However, if the request is directed to the unprotected logon server
58 it will forward the request (614) even though no cookie is
present. The logon server sends a challenge to the user (steps 630,
631, 632). This is a form, presented in HTML format, requiring
certain responses from the user, which is retrieved from the proxy
57 (step 630). The logon server 58 translates the HTML challenge to
WML and sends it to the gateway server 55 (step 631). The gateway
server converts the underlying protocol from HTTP to WTP and
forwards it to the user terminal 31 (step 632). The user returns
the required information (password, token code, etc) and then
returns it from the user terminal 31 to the proxy 57 (step 641,
642). The gateway server 55 again has to convert the form from WTP
protocol (step 641) to HTTP protocol (step 642).
[0064] In the second embodiment (FIG. 7) the proxy 57 is itself
capable of recognising the request as a WML access request, from
the HTTP header information, so the logon server 58 is not required
to convert transmissions from one language to another. The request,
with the cookie added if present (step 672) can therefore be routed
direct to the proxy 57 in WML form (step 613, 673). As in the FIG.
6 process, the proxy 57 checks whether an authentication "cookie"
is present in the request (step 62). If no cookie is present,
indicating that the user terminal 31 making the request is not
currently authorised, the proxy returns a challenge (step 63),
which in this process is in WML form and can therefore be sent
directly to the user terminal 31 without translation as required in
FIG. 6. The user completes the challenge form and the terminal 31
then returns the form to the proxy 57 (step 64).

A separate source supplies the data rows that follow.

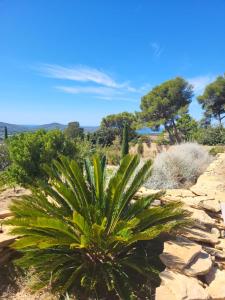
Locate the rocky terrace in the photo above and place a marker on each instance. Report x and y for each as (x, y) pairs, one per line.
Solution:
(195, 260)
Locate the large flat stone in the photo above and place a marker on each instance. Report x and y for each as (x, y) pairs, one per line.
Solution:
(200, 265)
(199, 235)
(5, 214)
(163, 293)
(182, 286)
(179, 253)
(211, 205)
(200, 216)
(216, 281)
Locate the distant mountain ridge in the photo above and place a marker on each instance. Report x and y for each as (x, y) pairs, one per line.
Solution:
(14, 128)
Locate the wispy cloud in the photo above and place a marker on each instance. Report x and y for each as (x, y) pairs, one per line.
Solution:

[0065] The difference between the two embodiments is that in FIG. 7
the proxy server 57 can generate logon forms in WML language, and
so logon requests are addressed to it. In FIG. 6 the proxy server
can only generate logon forms in HTML language, so logon requests
are routed instead to a logon server 58 which is configured to
retrieve the HTML form from the proxy server, convert it to WML,
and deliver it to the user.
[0066] In both the embodiments of FIGS. 6 and 7, the proxy 57
checks the authentication data transmitted by the user against the
data held in the authentication server 56 (step 650). If it is
correct the proxy 57 sets a cookie on the gateway server 55 (step
65). The proxy server 57 now sends to the gateway server 55 an
instruction (step 66) to retransmit the logon request to the true
homepage in the secure network 19. (This may be an instruction to
transmit the request stored when the dummy request was generated
or, if it was not stored by the gateway 55, the proxy returns the
full data request itself to the gateway 55. The gateway server 55
accepts the redirection instruction and adds the cookie which is
now stored for the user 31 (step 672), and transmits the redirected
request to the proxy (step 673). The proxy 57 checks for the cookie
(step 62 repeated). Since a cookie is now present the proxy 57
allows the request to be directed to the secure network 19, (step
673) which returns them to the proxy (step 68) which in turn
delivers them to the user device 31 (step 69)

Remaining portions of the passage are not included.